#AskID : Prof Ryan discusses warts

We asked Prof Caitriona Ryan:
‘Viral warts on the fingers are a very common benign lesions caused by infection with human papillomavirus (HPV). They are particularly common in school-aged children, however they may occur at any age. They are more common in those who are immunosuppressed or in paitents with eczema due the defective skin barrier. They recur more commonly in those who smoke.
HPV Infection affects the bottom layer (basal layer) of the epidermis of the skin, causing proliferation of skin cells, thickening of the skin, and production of infectious virus particles, to form a wart. HPV is spread by direct skin-to-skin contact between people or from one site to another site on the same person. Viral warts usually go away on their own but it may take months or sometimes years. The treatments used for warts do not kill the virus itself, but work by removing virus-containing skin. Warts recur rapidly if the virus has not been eradicated completely.

You don’t always need to see a doctor when you have viral warts. Several over-the-counter topical treatments are available at pharmacies which typically contain salicylic acid in the form of solutions, paints, or patches which remove surface skin cells. These are typically applied daily for up to 3 months. It is important to soften the wart by soaking in warm water and to pare the wart with a nail file or pumice stone prior to applying topical treamtents – this helps penetration of the medication through thickened skin to improve the success rate of the treatment.
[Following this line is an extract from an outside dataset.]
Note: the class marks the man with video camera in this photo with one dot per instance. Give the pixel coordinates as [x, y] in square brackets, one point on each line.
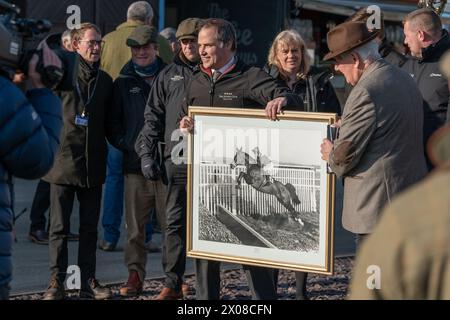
[30, 126]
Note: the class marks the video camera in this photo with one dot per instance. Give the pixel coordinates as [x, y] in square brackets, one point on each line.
[15, 31]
If over-the-counter treatments are not successful, it may be necessary to visit your GP or Dermatologist, particuarly if the wart is painful, recurrent or if it occurs on the face.

Your doctor may prescribe salicylic acid, 5-Fluoro-uracil, or podophyllin topical treatments. More commonly cryotherapy with liquid nitrogen is used at 1-2 week intervals to cause destruction of the warts. It can be painful and often causes blistering. Typically 2-8 treatments may be required. Sometimes cantharidin is applied by your doctor. This ia substance derived from the blister beetle Cantharis vesicatoria which causes a blister to form on the wart.
This action lifts the wart off the skin. Other topical immunotherapies such as diphencyprone or squaric acid are used to incite a localised allergic contact dermatitis over the wart. Rarely surgery is used to treat com large and resistant warts. Under local anaesthetic, the growth is pared away and the base burned.There has been anecdotal reports of multiple common warts resolving after a patient receives the HPV vaccine even though this is against different subtypes of HPV.